How We Use Your Information and Your Choice
How we use your information and choose if data from your health records is shared
Your health record
When you visit an NHS or social care service, information about you and the care you receive is recorded and stored in a health and care record.
This is so people caring for you can make the best decisions about your care.
The information in your records can include your:
- name, age, address, contact numbers and next of kin
- health conditions
- treatments and medicines
- allergies and past reactions to medicines
- tests, scans and X-ray results
- contact we have had with you during appointments
- lifestyle information, such as whether you smoke or drink
- hospital admission and discharge information
How we use your health record
The people who care for you use your records to:
- Provide a good basis for all health decisions made by you and care professionals
- Allow to provide you with the best and most appropriate care that is safe and effective
- Work effectively with others providing you with care
Others may also need to use records about you to:
- Check the quality of care(such as a clinical audit)
- Protect the health of the general public
- Manage to health service
- Help investigate any concerns or complaints you or your family have about your health care
- Help with training of new clinicians
- Help with research
Data Sharing - your choice
There are different types of data sharing. The two main purposes are:
- Primary use for direct patient care
- Secondary use for planning and research
Implied consent is always assumed if your ’opt out’ preference is not recorded.
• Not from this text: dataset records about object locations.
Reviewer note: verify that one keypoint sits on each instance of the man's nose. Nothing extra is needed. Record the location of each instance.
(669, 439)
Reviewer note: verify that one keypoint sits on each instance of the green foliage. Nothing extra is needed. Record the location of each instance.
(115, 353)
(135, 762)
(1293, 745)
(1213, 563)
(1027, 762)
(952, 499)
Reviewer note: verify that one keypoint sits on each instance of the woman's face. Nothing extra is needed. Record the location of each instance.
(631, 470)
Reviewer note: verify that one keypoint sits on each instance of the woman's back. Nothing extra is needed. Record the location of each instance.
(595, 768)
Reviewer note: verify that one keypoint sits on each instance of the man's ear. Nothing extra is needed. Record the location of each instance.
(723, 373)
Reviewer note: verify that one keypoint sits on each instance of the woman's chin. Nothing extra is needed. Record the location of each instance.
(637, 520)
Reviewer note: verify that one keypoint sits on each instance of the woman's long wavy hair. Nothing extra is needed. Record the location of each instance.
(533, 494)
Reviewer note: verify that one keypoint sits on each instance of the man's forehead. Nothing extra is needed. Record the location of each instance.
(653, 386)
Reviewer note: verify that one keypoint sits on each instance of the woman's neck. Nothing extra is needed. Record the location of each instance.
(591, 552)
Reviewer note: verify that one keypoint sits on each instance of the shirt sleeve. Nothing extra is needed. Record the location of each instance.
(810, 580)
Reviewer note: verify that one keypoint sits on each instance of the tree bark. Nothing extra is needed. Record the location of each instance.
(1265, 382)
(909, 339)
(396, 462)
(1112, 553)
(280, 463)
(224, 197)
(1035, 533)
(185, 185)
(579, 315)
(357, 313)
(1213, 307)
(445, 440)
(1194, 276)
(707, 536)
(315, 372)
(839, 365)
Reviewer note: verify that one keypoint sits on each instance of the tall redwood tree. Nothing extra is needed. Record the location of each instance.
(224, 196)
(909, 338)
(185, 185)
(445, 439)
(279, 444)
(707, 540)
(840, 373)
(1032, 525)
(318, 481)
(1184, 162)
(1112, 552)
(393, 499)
- Local Shared Electronic Record - Primary use of detailed record for direct patient care by local organisations including District nurses/ Physiotherapy/ hospices/ CHOC(out of hours)/ Adult social care/ NWAS(North West Ambulance Service).
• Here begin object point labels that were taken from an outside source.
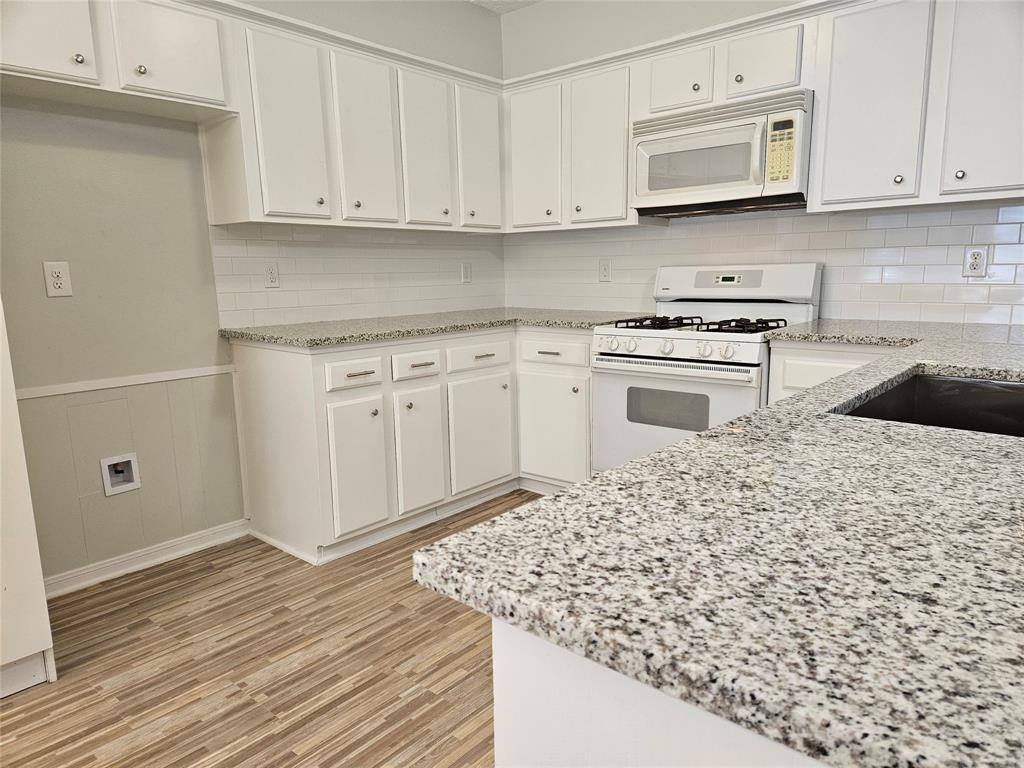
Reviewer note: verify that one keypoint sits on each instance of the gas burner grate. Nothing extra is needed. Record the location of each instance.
(742, 326)
(659, 323)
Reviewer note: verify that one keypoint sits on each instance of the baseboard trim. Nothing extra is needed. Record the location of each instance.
(71, 581)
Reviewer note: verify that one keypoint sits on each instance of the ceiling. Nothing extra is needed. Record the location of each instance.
(503, 6)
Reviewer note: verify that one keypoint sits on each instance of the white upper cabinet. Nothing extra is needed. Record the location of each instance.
(599, 115)
(478, 125)
(763, 61)
(368, 135)
(48, 38)
(871, 122)
(288, 103)
(426, 136)
(681, 80)
(168, 50)
(984, 121)
(536, 156)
Opting out - of local shared electronic record you should complete a Local Shared Electronic Record Opt out.
- National shared Electronic Record/ Summary Care Record - Your Summary Care Record is a short summary of your GP medical records. All patients registered with a GP have a Summary Care Record, unless they have chosen not to have one. The information held in your Summary Care Record gives health and care professionals, away from your usual GP practice, access to information to provide you with safer care, reduce the risk of prescribing errors and improve your patient experience.
- Your Summary Care Record contains basic information about allergies and medications and any reactions that you have had to medication in the past.
- Some patients, including many with long term health conditions, mat also agree to have additional information shared as part of their Summary Care Record. This additional information includes information about significant medical history (past and present), reasons for medications, care plan information and immunisations. The choice is yours.
Protecting your SCR information
Staff will ask your permission to view your SCR (except in an emergency where you are unconscious, for example) and only staff with the right levels of security clearance can access the system, so your information is secure. You can ask an organisation to show you a record of who has looked at your SCR - this is called a Subject Access Request.
Opting out - The purpose of SCR is to improve the care that you receive, however, if you don't want to have an SCR you have the option to opt out. If this is your preference please complete an National Shared Electronic Record Opt out.
Secondary use data used for planning and research
- Type 1 opt out
You can opt out of your GP surgery from sharing your data to NHS digital for planning and research purposes.
Opting out - Complete a Type 1 opt out form from our website
- National Data Opt-Out
You can opt out of NHS Digital and other health and care organisations from sharing your data for research and planning to external organisations. More information can be found on the NHS App or the NHS website
Opting out - visit NHS - Your Data Matters. You are not required to inform us of you decision.
You have the right
Our patients have the right to confidentiality under General Data Protection Regulation(2018), the Human Rights Act 1998 and the common law of duty of confidence. To ensure that personal information is obtained and processed fairly and lawfully; only disclosed in appropriate circumstances; is accurate, relevant and not held longer than necessary; and is kept securely.
- You also have the right to ask for a copy of all records about you.
- You can view your medical record via online access. Further details available from our website or by collecting an online access application from our reception area.
- You can complete a Request for medical information form online or a paper copy is available from our Reception
- You must include adequate information on your form, along with details of the information you are requesting and the reason for your request.
- We are required to respond to you within 4 weeks
- You will be required to provide photographic identification before any information is released to you.
If you think anything is inaccurate or incorrect, please inform the organisation holding your information.
How we keep your records confidential
Everyone working for the NHS has a legal duty to keep information about you confidential.
We have a duty to:
- Maintain full and accurate records of the care we provide to you
- Keep records about you confidential, secure and accurate
- Provide information in a format that is accessible to you (i.e. in large type if you are partially sighted).
We will not share information that identifies you for any reason, unless:
- you ask us to do so
- we ask and you give us specific permission
- we have to do this by law
- we have special permission for health or research purposes
- we have special permission because the interests of the public are thought to be of greater importance than your confidentiality
Our guiding principle is that we are holding your records in STRICT CONFIDENCE.